On the other side of the planet, out of the Amazon Rainforest snakes, it is the colubrid group xenodontines that makes up most of the species. Although colubrids lack an efficient venom delivery system some species still pose a threat to humans.
Rainforest Pythons (Pythonidae)
Pythons are a snake you are likely to see in the rainforests of Asia, Africa, and Australia. Pythons are large, muscular snakes having solid teeth that curve backwards. This is because they lack venom and must hold onto prey while they slowly constrict around the animal. The majority of pythons have heat sensing pits along their jaw used to track their prey.
In the Australian tropics there are 10 species, and the favourites are the scrub python (Morelia amethistina), green python (Morelia viridis) and carpet python (Morelia spilota). The scrub python is the largest reaching up to six metres. Pythons will eat other rainforest animals including frogs, lizards, other snakes, birds, and mammals. All pythons lay eggs with the mother incubating the young with heat produced from a shivering motion.
As a suggestion for what to do in the Amazon Rainforest, spotting for boas is a very popular activity among Amazon Jungle tours, with the most sort after being the anaconda. For more information on anacondas, see Amazon Rainforest snakes.
The boas, like pythons, are a non venomous constricting group. You can find boas in the rainforests of Asia, Central and South America and Africa. Like rainforest pythons, these snakes kill their food by constriction, coiling around their prey then squeezing every time the creature breathes out. This eventually means the unfortunate animal cannot breathe and ultimately suffocates.
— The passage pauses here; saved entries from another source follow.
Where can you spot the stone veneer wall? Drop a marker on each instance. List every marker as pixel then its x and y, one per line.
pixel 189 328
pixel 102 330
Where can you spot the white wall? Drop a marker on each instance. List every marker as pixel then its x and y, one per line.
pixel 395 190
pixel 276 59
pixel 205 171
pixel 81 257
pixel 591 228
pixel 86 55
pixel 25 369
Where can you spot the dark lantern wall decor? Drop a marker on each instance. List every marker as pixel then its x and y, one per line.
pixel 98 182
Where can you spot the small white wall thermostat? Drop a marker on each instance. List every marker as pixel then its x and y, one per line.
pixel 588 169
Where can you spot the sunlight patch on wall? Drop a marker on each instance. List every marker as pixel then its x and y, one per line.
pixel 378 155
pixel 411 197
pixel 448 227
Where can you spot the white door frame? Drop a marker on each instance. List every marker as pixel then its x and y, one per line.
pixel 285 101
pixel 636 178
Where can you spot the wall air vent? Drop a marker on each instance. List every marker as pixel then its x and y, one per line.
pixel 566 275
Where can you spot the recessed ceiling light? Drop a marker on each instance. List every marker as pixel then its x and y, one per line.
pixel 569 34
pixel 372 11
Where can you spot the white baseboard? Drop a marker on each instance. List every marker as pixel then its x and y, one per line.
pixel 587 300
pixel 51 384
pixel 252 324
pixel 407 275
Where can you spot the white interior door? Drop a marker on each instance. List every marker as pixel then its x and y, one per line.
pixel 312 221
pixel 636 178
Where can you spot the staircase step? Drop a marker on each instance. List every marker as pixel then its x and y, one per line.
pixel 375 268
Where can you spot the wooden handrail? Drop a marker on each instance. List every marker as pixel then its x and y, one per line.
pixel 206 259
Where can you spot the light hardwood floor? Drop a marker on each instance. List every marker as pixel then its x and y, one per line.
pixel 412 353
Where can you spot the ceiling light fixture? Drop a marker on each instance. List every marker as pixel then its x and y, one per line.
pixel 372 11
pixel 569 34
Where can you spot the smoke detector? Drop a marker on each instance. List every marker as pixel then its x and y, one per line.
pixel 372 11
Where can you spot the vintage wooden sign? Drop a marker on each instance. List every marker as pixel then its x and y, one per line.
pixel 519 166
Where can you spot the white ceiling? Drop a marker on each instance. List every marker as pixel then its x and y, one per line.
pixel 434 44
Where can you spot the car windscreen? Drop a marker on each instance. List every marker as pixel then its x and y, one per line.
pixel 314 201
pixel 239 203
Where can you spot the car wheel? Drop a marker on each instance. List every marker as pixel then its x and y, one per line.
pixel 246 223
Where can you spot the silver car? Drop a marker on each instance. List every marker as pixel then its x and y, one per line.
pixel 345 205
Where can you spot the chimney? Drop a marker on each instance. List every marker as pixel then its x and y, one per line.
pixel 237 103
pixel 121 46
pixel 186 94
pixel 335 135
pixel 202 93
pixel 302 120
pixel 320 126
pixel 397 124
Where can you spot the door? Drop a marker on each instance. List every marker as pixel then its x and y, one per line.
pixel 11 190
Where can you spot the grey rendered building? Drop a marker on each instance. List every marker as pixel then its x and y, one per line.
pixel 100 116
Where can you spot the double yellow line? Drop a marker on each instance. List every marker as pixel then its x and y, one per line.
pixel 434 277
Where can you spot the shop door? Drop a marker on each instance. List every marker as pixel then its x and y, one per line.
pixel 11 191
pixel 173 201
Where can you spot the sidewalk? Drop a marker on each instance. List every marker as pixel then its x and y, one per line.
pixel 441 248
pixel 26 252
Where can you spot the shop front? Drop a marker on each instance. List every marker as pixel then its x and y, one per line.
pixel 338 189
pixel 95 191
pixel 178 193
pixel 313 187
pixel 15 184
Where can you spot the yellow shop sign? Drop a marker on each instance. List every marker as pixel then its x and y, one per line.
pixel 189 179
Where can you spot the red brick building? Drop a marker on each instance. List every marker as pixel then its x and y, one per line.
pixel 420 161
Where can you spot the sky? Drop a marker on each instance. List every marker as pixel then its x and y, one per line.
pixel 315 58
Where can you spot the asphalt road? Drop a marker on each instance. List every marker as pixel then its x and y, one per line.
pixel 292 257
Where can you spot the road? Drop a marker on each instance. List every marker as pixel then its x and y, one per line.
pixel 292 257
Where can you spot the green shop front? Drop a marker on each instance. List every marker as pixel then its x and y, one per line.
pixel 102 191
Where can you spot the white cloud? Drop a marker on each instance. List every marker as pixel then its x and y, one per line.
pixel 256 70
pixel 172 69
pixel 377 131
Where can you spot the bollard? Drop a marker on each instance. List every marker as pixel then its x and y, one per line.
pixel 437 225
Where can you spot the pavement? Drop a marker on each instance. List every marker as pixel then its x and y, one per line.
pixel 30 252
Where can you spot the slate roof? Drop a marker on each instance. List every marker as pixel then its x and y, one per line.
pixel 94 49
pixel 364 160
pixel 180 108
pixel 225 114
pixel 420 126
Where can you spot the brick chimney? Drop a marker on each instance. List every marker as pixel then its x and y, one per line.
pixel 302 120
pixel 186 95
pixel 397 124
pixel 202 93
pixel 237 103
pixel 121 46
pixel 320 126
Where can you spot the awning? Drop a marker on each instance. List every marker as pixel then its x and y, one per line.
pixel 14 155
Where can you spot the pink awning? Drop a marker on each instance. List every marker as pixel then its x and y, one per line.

Two of the favourite boas in the Amazon Rainforest are the rainbow boa (Epicrates cenchria) due to its attractive iridescent sheen and the famous anaconda (Eunectes spp.) because of its impressive size. All boas give birth to live young.
My fondest memory from the Amazon Rainforest is from staying at the Tahuayo Lodge and seeing a large anaconda uncoil and swim centimeters under my canoe.
The vipers are a venomous group found in the rainforests of South and Central America, Asia, and Africa. These are generally the most infamous rainforest snakes, and you will most likely hear rainforest guides telling stories about close encounters with this group. One of the most formidable in the Amazon is the impressively sized bushmaster (Lachesis spp.), but the snake to look out for in the Amazon Rainforest is the lancehead (Bothrops spp.), which likes to sun itself on man made tracks.
If you are walking with a professional guide, they are very effective at spotting these snakes as they encounter them regularly. I rushed excitedly ahead of my guide and almost stepped on this species a few years ago. Impressively my guide spotted the nose pointing out from an upturned leaf and alerted me to its presence.
Whenever you are walking in the rainforest ensure you have appropriate footwear covering as much of your foot and lower leg as possible. Make sure you can see over a fallen log or stump to where you are next placing your hand or foot. Around 60% of all snake bites could have been prevented by wearing boots that cover the ankle.
Elapids are venomous snakes that have a sophisticated venom delivery system. The bites of various elapids range from mildly venomous such as the white crowned snake (Cacophis harriettae) from Australia rainforests to the highly venomous black mamba (Dendroaspis polylepis) of the African Congo.
All elapids feed on vertebrates, taking rodents, other snakes, lizards and frogs. Queensland, home of the Australian rainforest, has 49 species of different elapid. The Australian Wet Tropics is home to 30% of all Australia’s snake fauna.